The Oklahoman: “Oklahoma ‘Right to Farm’ proposal voted down” — Finally, industrial ag hits a speed bump.

Oklahoma ‘Right to Farm’ proposal voted down

by Paul Monies Published: November 8, 2016 8:01 PM CDT Updated: November 9, 2016 2:37 AM CDT

Oklahomans weren’t ready to enshrine the “right to farm” in the state constitution as voters in urban and rural areas rejected State Question 777, according to preliminary election results Tuesday night.

With all precincts reporting, opposition to SQ 777 had 60.3 percent of the vote, compared to 39.7 percent in support. There were 863,752 votes opposing the measure, while 568,891 voted in support.

The proposed constitutional amendment would have forbid new regulation of farming and ranching in Oklahoma unless it met the higher legal standard of a "compelling state interest."

“I think it was asking too much,” said former Oklahoma Attorney General Drew Edmondson, a spokesman with the Oklahoma Stewardship Council, which opposed the measure. “The idea of enshrining any industry or business in the constitution was asking too much of people, and they recognized that.”

Edmondson said opposition came across the state, including urban and rural areas and the eastern and western sides of Oklahoma.

“We carried Woodward County, Muskogee County and Little Dixie,” Edmondson said. “This is people paying attention to issues and protecting their property.”

Supporters said the amendment was needed to protect agricultural practices from animal rights and environmental groups. Tom Buchanan, president of the Oklahoma Farm Bureau, said his side was disappointed with the outcome but would regroup after the election.

“We’re Oklahomans. The sun will come up tomorrow,” Buchanan said Tuesday night. “We’ll continue to produce the most abundant, safest and affordable food supply this nation’s ever seen and continue to be effective farmers, ranchers and Oklahomans.”

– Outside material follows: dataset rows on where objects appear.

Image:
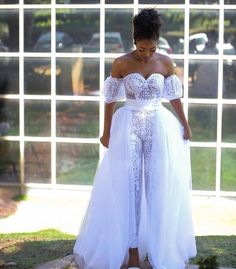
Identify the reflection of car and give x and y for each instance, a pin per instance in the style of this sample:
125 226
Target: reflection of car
163 45
113 42
63 42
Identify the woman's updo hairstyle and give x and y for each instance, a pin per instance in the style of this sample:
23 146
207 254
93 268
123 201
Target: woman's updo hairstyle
146 25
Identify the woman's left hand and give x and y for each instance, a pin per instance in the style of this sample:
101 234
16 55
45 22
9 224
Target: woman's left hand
187 132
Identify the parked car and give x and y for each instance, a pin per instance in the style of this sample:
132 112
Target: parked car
63 42
113 42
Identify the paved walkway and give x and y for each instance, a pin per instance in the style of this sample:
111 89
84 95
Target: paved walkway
64 211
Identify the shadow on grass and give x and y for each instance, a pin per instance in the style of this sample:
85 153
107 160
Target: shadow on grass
30 249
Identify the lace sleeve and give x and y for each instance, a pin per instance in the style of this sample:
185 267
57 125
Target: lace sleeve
113 89
172 88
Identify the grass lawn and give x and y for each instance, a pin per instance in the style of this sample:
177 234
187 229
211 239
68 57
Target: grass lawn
30 249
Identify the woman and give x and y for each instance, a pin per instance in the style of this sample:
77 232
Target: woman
140 203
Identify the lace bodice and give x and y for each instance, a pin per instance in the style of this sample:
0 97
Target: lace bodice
135 86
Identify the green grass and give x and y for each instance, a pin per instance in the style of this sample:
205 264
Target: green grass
31 249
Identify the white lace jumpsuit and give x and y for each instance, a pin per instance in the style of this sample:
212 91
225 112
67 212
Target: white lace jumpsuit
135 87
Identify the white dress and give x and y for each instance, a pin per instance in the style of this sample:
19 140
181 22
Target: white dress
141 192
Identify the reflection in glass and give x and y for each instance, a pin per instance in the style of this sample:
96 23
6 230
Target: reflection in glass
9 30
229 123
9 75
76 29
37 32
77 76
37 118
76 163
9 161
118 36
77 119
229 46
229 81
203 161
228 171
37 162
172 31
204 30
37 1
203 121
203 78
37 75
9 117
77 1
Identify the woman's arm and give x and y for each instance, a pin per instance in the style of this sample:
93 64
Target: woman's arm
110 107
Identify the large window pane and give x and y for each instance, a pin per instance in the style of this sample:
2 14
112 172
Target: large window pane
229 82
9 161
203 78
9 75
37 30
204 31
230 32
118 27
9 117
76 163
37 118
203 121
77 76
228 171
172 31
37 162
203 161
9 30
229 123
76 29
77 119
37 75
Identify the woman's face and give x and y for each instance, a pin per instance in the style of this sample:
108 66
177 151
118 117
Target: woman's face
145 49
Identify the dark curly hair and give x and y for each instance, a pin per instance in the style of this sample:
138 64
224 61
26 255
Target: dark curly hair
146 24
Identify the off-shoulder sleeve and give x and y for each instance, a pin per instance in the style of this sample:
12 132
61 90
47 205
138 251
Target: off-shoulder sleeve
113 89
172 88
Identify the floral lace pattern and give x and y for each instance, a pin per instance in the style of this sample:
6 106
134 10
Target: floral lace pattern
135 86
141 141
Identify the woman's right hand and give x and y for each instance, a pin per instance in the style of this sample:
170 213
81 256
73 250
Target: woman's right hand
105 140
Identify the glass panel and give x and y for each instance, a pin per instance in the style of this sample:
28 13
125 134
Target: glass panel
75 28
77 119
229 46
118 37
172 31
37 30
204 29
161 1
8 2
37 75
203 161
76 163
37 162
203 78
37 1
228 171
78 1
37 118
9 30
9 75
229 81
9 161
203 121
9 117
229 123
78 76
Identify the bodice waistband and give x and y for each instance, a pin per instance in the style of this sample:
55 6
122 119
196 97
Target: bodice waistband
139 105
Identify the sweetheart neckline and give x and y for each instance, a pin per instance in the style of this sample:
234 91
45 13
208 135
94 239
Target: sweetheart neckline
133 73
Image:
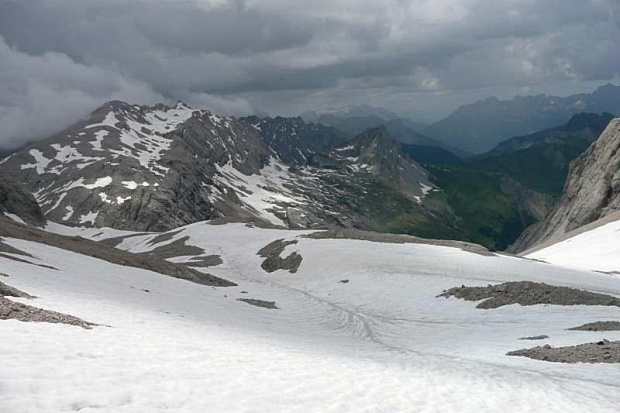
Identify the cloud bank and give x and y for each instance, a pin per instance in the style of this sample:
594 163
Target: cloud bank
60 59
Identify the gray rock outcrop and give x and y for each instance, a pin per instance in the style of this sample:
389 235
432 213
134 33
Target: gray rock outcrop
592 192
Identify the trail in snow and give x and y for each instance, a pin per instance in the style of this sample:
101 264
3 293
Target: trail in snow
381 342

Buchanan said the opposition to SQ 777 was effective at spreading “half-truths and fearmongering.”

“We tried to run a good, positive campaign, but I think there was too much confusion on the issue,” Buchanan said. “There was a definitely a need there for this; we wouldn’t have done it on a whim. But we’ll let the dust settle, regroup and decide what we’ll do going forward.”

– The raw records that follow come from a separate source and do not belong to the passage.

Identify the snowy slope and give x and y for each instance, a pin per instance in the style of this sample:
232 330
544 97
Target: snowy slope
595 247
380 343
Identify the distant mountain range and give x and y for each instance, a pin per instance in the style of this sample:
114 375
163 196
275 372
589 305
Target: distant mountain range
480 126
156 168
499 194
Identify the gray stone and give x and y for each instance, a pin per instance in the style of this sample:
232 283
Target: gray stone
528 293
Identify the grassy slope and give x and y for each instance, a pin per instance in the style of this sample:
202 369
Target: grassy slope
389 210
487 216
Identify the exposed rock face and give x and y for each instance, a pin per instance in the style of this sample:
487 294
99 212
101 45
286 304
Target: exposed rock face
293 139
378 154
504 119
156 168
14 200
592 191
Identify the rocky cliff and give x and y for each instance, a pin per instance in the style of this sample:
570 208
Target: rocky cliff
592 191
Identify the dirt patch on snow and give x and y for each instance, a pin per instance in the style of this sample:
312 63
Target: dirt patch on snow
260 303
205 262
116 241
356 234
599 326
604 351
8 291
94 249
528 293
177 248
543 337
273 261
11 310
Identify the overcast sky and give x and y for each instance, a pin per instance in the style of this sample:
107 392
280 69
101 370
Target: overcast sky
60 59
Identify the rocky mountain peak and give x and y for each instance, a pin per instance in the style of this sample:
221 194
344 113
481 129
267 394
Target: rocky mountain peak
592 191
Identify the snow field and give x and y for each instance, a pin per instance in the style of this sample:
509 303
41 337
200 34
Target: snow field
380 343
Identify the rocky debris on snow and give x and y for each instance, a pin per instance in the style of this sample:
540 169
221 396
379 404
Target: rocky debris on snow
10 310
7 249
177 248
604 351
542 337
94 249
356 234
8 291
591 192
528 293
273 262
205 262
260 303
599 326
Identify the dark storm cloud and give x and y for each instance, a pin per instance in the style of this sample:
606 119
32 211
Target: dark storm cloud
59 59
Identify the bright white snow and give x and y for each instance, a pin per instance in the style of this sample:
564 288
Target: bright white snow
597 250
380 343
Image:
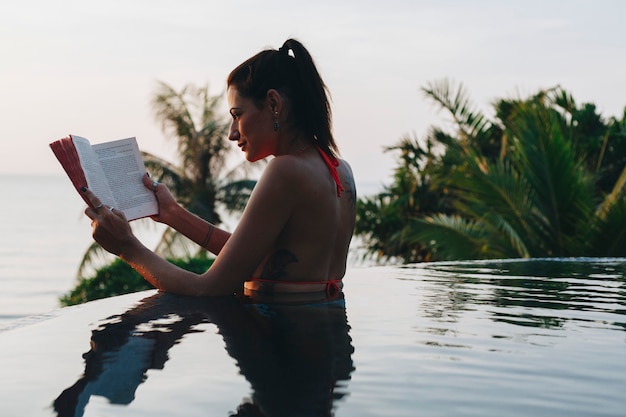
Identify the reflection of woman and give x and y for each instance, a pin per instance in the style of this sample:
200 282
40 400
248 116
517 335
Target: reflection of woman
295 231
294 356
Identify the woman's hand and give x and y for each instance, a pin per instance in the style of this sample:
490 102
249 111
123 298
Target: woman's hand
167 203
109 226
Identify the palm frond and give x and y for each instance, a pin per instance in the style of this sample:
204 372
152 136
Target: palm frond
94 258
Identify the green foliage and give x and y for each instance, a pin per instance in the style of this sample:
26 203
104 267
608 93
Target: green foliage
119 278
545 178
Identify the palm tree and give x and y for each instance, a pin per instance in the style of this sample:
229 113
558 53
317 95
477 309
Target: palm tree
544 178
539 197
199 180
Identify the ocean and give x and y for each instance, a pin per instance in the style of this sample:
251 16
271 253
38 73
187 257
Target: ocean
43 236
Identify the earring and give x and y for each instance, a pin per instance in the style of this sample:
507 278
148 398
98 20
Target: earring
276 125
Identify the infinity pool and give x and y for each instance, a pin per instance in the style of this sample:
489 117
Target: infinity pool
498 338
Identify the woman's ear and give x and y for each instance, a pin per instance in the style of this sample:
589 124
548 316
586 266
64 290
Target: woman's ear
275 101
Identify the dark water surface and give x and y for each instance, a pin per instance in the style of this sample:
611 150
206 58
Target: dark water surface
498 338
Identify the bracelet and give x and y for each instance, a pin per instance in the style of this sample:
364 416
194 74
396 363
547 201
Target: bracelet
207 238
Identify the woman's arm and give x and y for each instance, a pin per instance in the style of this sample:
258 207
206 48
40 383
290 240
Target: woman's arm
266 213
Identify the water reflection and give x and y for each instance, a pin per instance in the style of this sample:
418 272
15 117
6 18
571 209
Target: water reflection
544 293
297 358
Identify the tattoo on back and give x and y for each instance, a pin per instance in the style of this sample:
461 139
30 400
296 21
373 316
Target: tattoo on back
275 266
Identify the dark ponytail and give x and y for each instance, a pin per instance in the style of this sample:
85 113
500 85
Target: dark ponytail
291 71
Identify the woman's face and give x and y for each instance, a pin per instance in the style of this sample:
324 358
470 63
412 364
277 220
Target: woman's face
251 126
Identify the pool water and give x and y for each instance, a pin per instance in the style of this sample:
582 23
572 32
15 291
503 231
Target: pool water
495 338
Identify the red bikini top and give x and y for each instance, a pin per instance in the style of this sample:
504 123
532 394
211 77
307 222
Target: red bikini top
332 163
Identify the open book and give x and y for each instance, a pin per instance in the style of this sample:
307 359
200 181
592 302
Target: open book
112 170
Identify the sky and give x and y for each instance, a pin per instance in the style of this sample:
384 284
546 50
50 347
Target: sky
90 68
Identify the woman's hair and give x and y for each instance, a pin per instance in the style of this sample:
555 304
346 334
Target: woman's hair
291 71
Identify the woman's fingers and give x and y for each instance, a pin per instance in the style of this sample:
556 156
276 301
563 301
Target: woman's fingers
150 183
95 205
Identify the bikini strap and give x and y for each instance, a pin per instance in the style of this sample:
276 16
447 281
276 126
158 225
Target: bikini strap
332 163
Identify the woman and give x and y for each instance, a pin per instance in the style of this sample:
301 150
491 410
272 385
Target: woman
294 234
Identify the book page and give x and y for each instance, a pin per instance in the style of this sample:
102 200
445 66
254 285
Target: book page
96 179
124 169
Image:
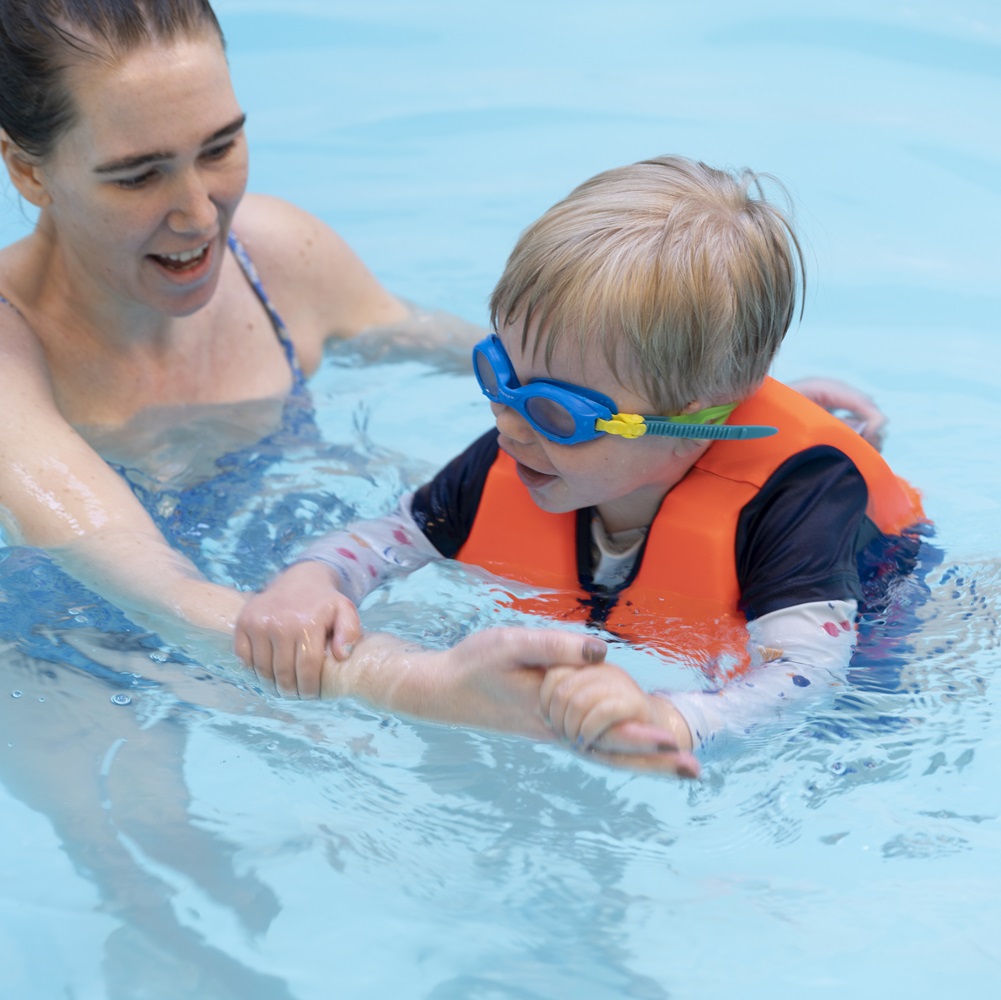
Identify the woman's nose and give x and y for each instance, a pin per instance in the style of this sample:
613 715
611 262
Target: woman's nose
193 210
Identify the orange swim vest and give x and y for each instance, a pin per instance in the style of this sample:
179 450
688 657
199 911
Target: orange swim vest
684 598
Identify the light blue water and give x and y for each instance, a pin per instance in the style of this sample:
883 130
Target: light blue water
203 841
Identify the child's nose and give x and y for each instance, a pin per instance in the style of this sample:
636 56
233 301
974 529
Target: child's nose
512 423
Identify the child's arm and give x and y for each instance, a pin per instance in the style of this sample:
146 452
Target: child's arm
602 711
799 654
284 633
492 680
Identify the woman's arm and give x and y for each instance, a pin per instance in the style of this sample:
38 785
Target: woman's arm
57 492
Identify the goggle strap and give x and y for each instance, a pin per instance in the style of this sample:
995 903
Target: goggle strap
662 426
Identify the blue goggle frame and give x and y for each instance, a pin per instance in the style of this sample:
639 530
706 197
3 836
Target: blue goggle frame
568 413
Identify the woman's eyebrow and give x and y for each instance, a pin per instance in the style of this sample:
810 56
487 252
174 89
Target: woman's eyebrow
143 159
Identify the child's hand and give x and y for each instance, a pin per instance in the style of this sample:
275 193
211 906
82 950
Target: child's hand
284 633
602 711
833 394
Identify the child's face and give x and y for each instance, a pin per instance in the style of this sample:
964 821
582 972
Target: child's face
626 479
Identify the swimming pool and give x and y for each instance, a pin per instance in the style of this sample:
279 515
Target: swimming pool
167 832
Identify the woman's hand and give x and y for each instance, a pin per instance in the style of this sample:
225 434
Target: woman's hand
284 633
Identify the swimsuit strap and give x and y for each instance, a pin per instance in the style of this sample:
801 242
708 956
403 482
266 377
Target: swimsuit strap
250 272
7 301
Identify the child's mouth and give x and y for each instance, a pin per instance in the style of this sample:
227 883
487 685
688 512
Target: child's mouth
533 478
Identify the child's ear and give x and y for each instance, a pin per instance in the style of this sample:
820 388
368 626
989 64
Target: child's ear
25 172
686 447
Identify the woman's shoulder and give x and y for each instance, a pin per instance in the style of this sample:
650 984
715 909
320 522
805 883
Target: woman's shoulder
315 279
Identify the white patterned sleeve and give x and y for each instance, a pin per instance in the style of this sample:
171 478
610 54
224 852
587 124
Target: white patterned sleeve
370 552
799 657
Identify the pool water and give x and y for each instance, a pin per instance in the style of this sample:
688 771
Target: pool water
169 831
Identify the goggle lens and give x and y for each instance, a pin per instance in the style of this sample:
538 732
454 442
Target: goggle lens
550 416
486 375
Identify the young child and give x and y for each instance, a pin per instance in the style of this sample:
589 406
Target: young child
644 466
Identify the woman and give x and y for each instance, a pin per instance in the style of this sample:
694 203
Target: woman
119 123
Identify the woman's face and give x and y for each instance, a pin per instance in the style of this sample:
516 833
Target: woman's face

Some cities, including Oklahoma City and Tulsa, passed resolutions opposing SQ 777, saying the measure would restrict the ability to enact zoning restrictions inside their cities. Opposition to the measure was high in both Oklahoma and Tulsa counties.

Opponents had separate campaigns, the Oklahoma Stewardship Council and Oklahomans for Food, Farm and Family. Together, they raised more than $950,000 as of Sept. 30, including $250,000 from the Humane Society of the United States.

Backers of the effort, Oklahoma Farmers Care SQ 777, included many of the state’s agricultural associations and the Farm Bureau. The group had raised more than $1 million by the end of September, according to state Ethics Commission filings.

Voters were bombarded with television ads from both sides in the closing weeks of the campaign, with an estimated $1.2 million spent, including some funded by so-called “dark-money” groups.